The jewelry purchases were arranged by Malaysian financier Low Taek Jho, or Jho Low, who was also accused of gifting DiCaprio the $3.2 million Picasso.
A spokesman for DiCaprio on Thursday said that the actor had begun proceedings to transfer ownership of the Picasso to the U.S. government, having in July 2016 "initiated the return" of gifts he had received from financiers connected to the 1MDB case.
Low, whose whereabouts are unknown, could not be reached for comment.
In an emailed statement through a representative, Low said the Justice Department's actions were "a further example of global overreach in pursuit of a deeply flawed case."
"The U.S. Department of Justice's latest move continues its inappropriate efforts to seize assets despite not having proven that any improprieties have occurred," the statement read.
Rasky Partners, a public relations firm that emailed his statement, could not be immediately reached by phone.
The lawsuits show the jewelry for Rosmah was bought with funds that passed through Najib's account. The jewelry, like the Picasso painting, was purchased with funds traceable to diverted proceeds from a 2013 bond offering by 1MDB, according to the filings.
The diamond necklace was bought in 2013, just months after $680 million was transferred to the private bank account of Najib in Kuala Lumpur, the filings show. The Malaysian government says that money came from a member of the Saudi royal family.

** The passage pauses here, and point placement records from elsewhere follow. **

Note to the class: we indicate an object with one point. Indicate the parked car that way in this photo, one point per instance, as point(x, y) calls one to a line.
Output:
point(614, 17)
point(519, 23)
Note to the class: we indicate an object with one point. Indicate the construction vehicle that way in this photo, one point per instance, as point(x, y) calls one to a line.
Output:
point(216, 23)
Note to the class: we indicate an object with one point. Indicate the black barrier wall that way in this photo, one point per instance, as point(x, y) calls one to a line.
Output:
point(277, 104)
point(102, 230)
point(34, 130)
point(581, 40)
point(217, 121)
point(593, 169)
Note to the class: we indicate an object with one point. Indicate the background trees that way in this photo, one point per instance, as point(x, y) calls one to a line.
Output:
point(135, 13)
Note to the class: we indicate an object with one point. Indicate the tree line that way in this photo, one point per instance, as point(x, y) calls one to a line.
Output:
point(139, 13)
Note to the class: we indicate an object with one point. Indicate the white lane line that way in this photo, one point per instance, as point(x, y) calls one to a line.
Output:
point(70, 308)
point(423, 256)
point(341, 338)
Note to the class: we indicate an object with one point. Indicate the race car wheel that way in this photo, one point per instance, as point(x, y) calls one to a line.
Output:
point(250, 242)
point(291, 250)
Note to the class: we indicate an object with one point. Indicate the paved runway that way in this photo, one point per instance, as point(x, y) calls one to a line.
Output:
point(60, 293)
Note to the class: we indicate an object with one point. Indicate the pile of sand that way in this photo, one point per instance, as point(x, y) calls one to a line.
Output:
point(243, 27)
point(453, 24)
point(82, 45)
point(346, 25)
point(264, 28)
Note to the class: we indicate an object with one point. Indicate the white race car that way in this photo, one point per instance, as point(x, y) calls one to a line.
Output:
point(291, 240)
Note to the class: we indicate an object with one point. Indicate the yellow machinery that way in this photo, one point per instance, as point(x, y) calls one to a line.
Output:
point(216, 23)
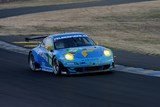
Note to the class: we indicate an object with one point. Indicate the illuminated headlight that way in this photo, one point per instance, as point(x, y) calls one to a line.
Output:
point(69, 56)
point(107, 53)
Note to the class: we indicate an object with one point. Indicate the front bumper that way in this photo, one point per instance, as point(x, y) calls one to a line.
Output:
point(91, 69)
point(89, 65)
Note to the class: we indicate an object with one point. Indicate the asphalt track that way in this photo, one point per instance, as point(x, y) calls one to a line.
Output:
point(27, 10)
point(19, 87)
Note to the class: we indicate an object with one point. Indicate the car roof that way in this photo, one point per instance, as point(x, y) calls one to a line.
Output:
point(61, 35)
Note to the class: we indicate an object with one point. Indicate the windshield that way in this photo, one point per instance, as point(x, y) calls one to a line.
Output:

The necklace was purchased from New York jeweler Lorraine Schwartz, who has designed for Beyonce Knowles, Jennifer Lopez and other stars of the entertainment world.
"Need a 18 carrot (carat) pink heart diamond vivid or slightly short of vivid. On diamond necklace urgent," Low said in a text message to Schwartz in June 2013, the filings said.
A month later Schwartz showed the necklace in Monaco to a group of people, including Rosmah, onboard Topaz, one of the largest private yachts in the world.
Low had chartered the 147-meter yacht for seven days in early July 2013, according to the filings.
Rosmah and Low again met with Schwartz at a U.S. hotel in September that year, when Najib was in New York to attend the United Nations General Assembly.
The necklace was eventually delivered to an unnamed friend of Rosmah's in 2014 in Hong Kong, who then handed it over to Rosmah in Kuala Lumpur, the filings said.
Low also arranged for the purchase of 27 pieces of jewelry – worth a total of $1.3 million – for Rosmah in 2014.
The lawsuits also describe how Low spent about $9 million in 2014 buying jewelry for Australian model Miranda Kerr.
Low bought a necklace with a 11.72 carat heart-shaped diamond for $1.29 million, with Kerr's initials "MK" inscribed on the back. The necklace was given to Kerr as a Valentine's Day gift, according to the lawsuit.
Later that same year, Low bought a 8.88-carat pink heart diamond pendant worth $4.8 million, also as a gift for Kerr.
Representatives for Kerr, who married Snapchat cofounder and CEO Evan Spiegel late last month, had no comment.